Таким образом, можно говорить о двух формах бытования этой идеи на Руси: Иерусалим = Киев и Иерусалим = любой город (в той или иной степени). Смысл этого уподобления совершенно ясен. Сравнение города с первообразом использовалось в тех случаях, когда в работе книжника возникала необходимость взглянуть на свой город как на центр мира и/или на город, равный не столько даже Иерусалиму, сколько Киеву. Сопоставление с Иерусалимом служило в контексте древнерусской литературы не только и, может быть, не столько мистическим, сколько политическим целям и было расхожей идеологемой, которую использовали в качестве дополнительной детали для оформления претензий на общерусское (а не общемировое) лидерство. Для Киева равенство Иерусалиму было настолько актуально, насколько оно предполагало равенство Константинополю, а для Новгорода и в еще большей степени для Владимира оно было актуально прежде всего как равенство Киеву. Можно считать, что на Руси идея уподобления города Иерусалиму стала популярна именно в силу наличия в ней явно читаемого политического подтекста. Это можно с достаточной степенью уверенности утверждать потому, что «иерусалимские пассажи» чаще всего встречаются в сюжетах, так или иначе связанных с политическими вопросами. Данный конструкт стал формой сакрализации властных функций города как целого.

Следует, кроме того, заметить, что первоначально идея эта носила сугубо книжный характер и была доступна лишь образованным клирикам. Население, не столь изощренное в библейской премудрости, осмысляло сакральную роль города в категориях, в которых христианская составляющая плотно переплеталась с языческим наследием.

Наиболее ярко идея священного города в русском, синтетическом, объединившем и библейскую и языческую традицию виде воплотилась в «Легенде о граде Китеже», дошедшей до нас в обработке старообрядцев под названием «Книга глаголемая летописец, писана в лето 6646 сентября в 5 день». По мнению исследователей легенды, произведение это сложилось в XVII–XVIII вв. Однако факт, что в тексте легенды содержится гораздо более ранняя датировка (лето 6646 /1237/ сентября в 5 день), и то, что повествование идет о нашествии Батыя на Русь, позволяет видеть в этом позднем произведении отголоски реалий времени гораздо более раннего.
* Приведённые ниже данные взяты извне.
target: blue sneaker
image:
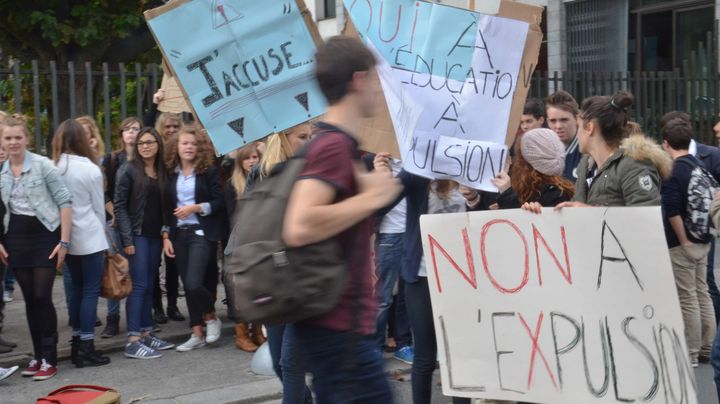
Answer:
[393,346,415,365]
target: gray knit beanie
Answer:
[520,128,565,175]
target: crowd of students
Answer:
[0,37,720,404]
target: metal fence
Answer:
[0,61,720,152]
[0,60,162,153]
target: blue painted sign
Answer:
[148,0,325,154]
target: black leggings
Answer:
[405,276,470,404]
[13,268,57,365]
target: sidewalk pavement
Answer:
[0,276,235,367]
[0,277,410,404]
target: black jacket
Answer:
[164,166,228,241]
[113,163,167,247]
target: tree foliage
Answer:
[0,0,163,63]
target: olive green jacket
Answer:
[575,135,672,206]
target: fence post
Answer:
[32,60,42,154]
[85,62,95,116]
[135,63,143,119]
[50,60,60,132]
[118,62,127,121]
[10,59,22,114]
[68,62,75,118]
[103,63,112,149]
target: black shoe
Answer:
[153,307,167,324]
[75,339,110,368]
[100,315,120,338]
[70,335,80,365]
[0,337,17,348]
[168,306,185,321]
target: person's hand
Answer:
[173,205,202,220]
[355,170,402,209]
[458,185,480,202]
[163,238,175,258]
[555,201,590,210]
[490,171,510,193]
[373,152,392,172]
[0,244,9,266]
[48,243,67,271]
[153,88,165,104]
[520,202,542,215]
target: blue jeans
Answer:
[65,251,105,340]
[375,233,412,350]
[405,276,470,404]
[5,267,15,292]
[710,324,720,400]
[106,223,127,317]
[295,324,393,404]
[267,324,313,404]
[125,236,162,336]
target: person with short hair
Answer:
[662,118,717,367]
[520,98,545,133]
[545,90,580,181]
[283,36,401,404]
[162,126,228,352]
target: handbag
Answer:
[100,230,132,300]
[35,384,120,404]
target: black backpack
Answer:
[680,159,720,243]
[223,134,347,325]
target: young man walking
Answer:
[661,119,717,367]
[283,36,401,404]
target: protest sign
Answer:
[158,62,192,114]
[344,0,542,190]
[420,207,697,404]
[145,0,325,154]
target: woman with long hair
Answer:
[53,119,110,368]
[100,116,142,338]
[236,123,313,404]
[0,118,72,380]
[493,128,575,209]
[162,126,227,352]
[151,109,185,324]
[114,127,175,359]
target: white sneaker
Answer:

Выше (во 2-й главе) уже говорилось, что города воспринимались древнерусским общественным сознанием как коллективные личности. Эти «личности» воюют, заключают мирные договоры, выступают единым фронтом или переживают раздоры, оказываются объектами шуток. В случае с градом Китежем мы имеем дело с коллективным святым. Парадигма святости города напоминает ту, по которой строилась святость индивидуальная.

Подобно обычной сюжетной схеме, принятой в житийной литературе, читатель видит начало строительства города: своеобразное «детство» главного персонажа. Оно, как и полагается в таком случае, вполне «праведно» и проходит под опекой благоверных «родителей»: жителей «места многолюдного» на берегу озера Светлояра и великого князя Георгия Всеволодовича. Выбранное место было «вельми прекрасно».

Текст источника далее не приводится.